Since the Saudi Arabia-led coalition’s military intervention in Yemen began in 2015, the Houthis have used or tried to procure North Korean military technology. In July 2015, South Korean intelligence officials revealed that the Houthis fired 20 North Korean-made Scud missiles at Saudi Arabia. The Houthis likely captured these Scud missiles on the battlefield, as the Yemen Armed Forces originally purchased them from North Korea in 2002.

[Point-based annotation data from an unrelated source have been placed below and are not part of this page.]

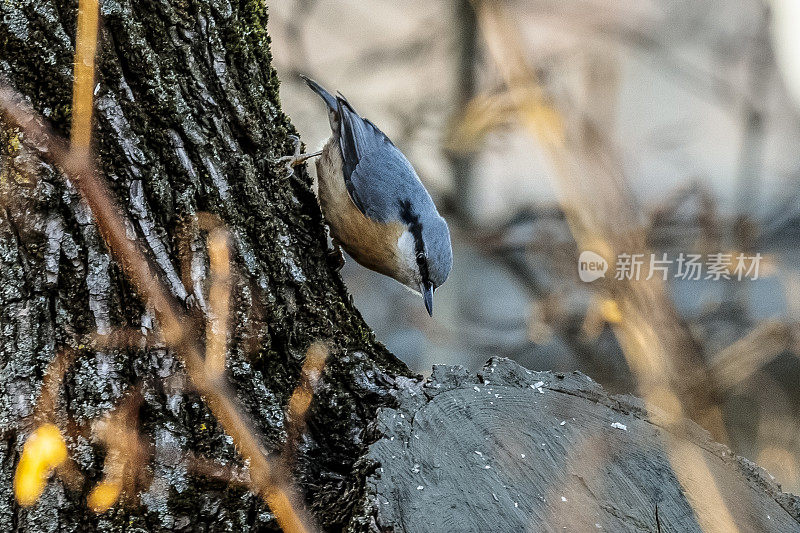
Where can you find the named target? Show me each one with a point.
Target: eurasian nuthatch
(376, 206)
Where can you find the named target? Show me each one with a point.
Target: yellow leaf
(611, 312)
(43, 451)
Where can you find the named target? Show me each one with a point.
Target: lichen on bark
(187, 120)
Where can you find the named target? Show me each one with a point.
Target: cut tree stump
(516, 450)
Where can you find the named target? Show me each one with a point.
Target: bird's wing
(378, 176)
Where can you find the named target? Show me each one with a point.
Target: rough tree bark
(187, 120)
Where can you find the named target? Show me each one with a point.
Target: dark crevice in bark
(187, 120)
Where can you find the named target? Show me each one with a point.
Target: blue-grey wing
(378, 176)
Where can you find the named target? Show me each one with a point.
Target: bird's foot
(297, 158)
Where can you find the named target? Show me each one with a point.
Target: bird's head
(426, 255)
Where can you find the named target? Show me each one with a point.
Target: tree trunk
(187, 120)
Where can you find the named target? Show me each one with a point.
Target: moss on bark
(187, 120)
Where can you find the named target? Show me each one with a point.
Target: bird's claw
(297, 158)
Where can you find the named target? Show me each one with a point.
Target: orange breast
(372, 244)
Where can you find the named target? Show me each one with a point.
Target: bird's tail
(325, 95)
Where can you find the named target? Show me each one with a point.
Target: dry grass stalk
(219, 299)
(739, 361)
(126, 454)
(300, 400)
(601, 214)
(269, 478)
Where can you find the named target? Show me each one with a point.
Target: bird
(375, 205)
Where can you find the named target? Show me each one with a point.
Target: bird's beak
(427, 295)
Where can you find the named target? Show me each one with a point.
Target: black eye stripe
(415, 228)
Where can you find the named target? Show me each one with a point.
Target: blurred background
(544, 128)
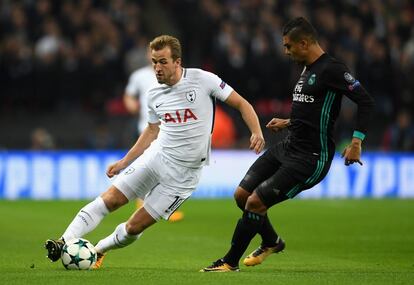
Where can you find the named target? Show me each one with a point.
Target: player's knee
(240, 196)
(255, 204)
(134, 228)
(113, 199)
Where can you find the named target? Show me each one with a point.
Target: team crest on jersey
(312, 79)
(349, 78)
(191, 96)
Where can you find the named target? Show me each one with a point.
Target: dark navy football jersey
(316, 104)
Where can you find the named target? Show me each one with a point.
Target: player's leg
(124, 234)
(250, 223)
(175, 217)
(261, 170)
(87, 219)
(159, 204)
(268, 234)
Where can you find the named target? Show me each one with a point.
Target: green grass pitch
(328, 242)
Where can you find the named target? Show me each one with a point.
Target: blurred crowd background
(64, 65)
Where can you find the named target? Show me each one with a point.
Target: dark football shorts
(280, 173)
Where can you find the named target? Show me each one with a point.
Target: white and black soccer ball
(78, 253)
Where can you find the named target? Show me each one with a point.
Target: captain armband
(358, 135)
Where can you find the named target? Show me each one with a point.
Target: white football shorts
(161, 183)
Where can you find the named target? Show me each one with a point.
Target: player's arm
(149, 134)
(341, 78)
(131, 104)
(250, 118)
(277, 124)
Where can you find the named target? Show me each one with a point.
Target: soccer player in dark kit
(303, 159)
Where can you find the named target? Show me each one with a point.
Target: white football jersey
(139, 83)
(186, 112)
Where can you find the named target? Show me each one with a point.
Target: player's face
(297, 51)
(164, 66)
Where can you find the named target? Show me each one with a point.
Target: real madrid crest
(191, 96)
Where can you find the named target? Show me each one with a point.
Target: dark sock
(247, 227)
(267, 232)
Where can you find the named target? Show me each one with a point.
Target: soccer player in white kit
(135, 101)
(166, 172)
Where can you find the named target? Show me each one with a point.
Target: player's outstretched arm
(249, 116)
(352, 153)
(149, 134)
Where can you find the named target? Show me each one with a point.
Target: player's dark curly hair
(298, 29)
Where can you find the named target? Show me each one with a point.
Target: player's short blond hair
(163, 41)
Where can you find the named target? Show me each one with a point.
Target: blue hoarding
(81, 174)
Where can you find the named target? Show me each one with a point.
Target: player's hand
(277, 124)
(352, 154)
(115, 168)
(257, 142)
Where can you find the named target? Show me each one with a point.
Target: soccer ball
(78, 253)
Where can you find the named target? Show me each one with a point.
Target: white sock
(118, 239)
(86, 220)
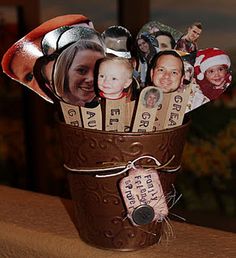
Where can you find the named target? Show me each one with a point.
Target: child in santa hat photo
(212, 72)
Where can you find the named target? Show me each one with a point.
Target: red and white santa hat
(207, 58)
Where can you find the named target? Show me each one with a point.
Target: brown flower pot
(100, 213)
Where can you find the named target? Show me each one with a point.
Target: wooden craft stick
(196, 98)
(161, 113)
(71, 114)
(115, 115)
(129, 110)
(149, 100)
(92, 117)
(177, 106)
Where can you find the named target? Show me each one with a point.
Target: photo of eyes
(123, 116)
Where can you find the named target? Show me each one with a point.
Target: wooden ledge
(38, 225)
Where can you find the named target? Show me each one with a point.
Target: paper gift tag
(149, 100)
(71, 114)
(143, 196)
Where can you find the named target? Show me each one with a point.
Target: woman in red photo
(212, 72)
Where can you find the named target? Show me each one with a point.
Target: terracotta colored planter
(100, 212)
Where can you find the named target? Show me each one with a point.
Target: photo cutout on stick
(153, 27)
(212, 76)
(73, 73)
(115, 75)
(19, 60)
(44, 65)
(213, 73)
(167, 71)
(152, 97)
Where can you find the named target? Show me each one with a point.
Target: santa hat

Although these Scud missile strikes were ineffective, a Houthi leadership figure invited North Korean officials to meet in Damascus in July 2016 and discuss technology transfers. North Korea attempted to grant this request by using Syrian arms trafficker Hussein al-Ali to ship light weaponry to the Houthis. Despite reports that the Houthis modified North Korean Hwasong-6 Scuds for longer-range strikes on Saudi Arabia, United Nations Panel of Experts reports have stopped short of confirming wartime arms deliveries from North Korea to the Houthis.

Conclusion

While Israel’s Gaza Strip blockade might preclude further North Korean arms deliveries to Hamas, Pyongyang will closely monitor and accrue military lessons from events in the Middle East. South Korea was alarmed by Hamas’s breaches of Israel’s border defenses and is re-evaluating its own ability to thwart a similar North Korean offensive. If Israel embarks on a full-scale ground invasion of the Gaza Strip and the war broadens to Lebanon, North Korea will monitor the resilience of Hamas and Hezbollah’s tunnel infrastructure. Regardless of the war’s outcome, North Korea’s cooperation with Iran and Syria will provide future opportunities for Iran-aligned militias to use its military technology.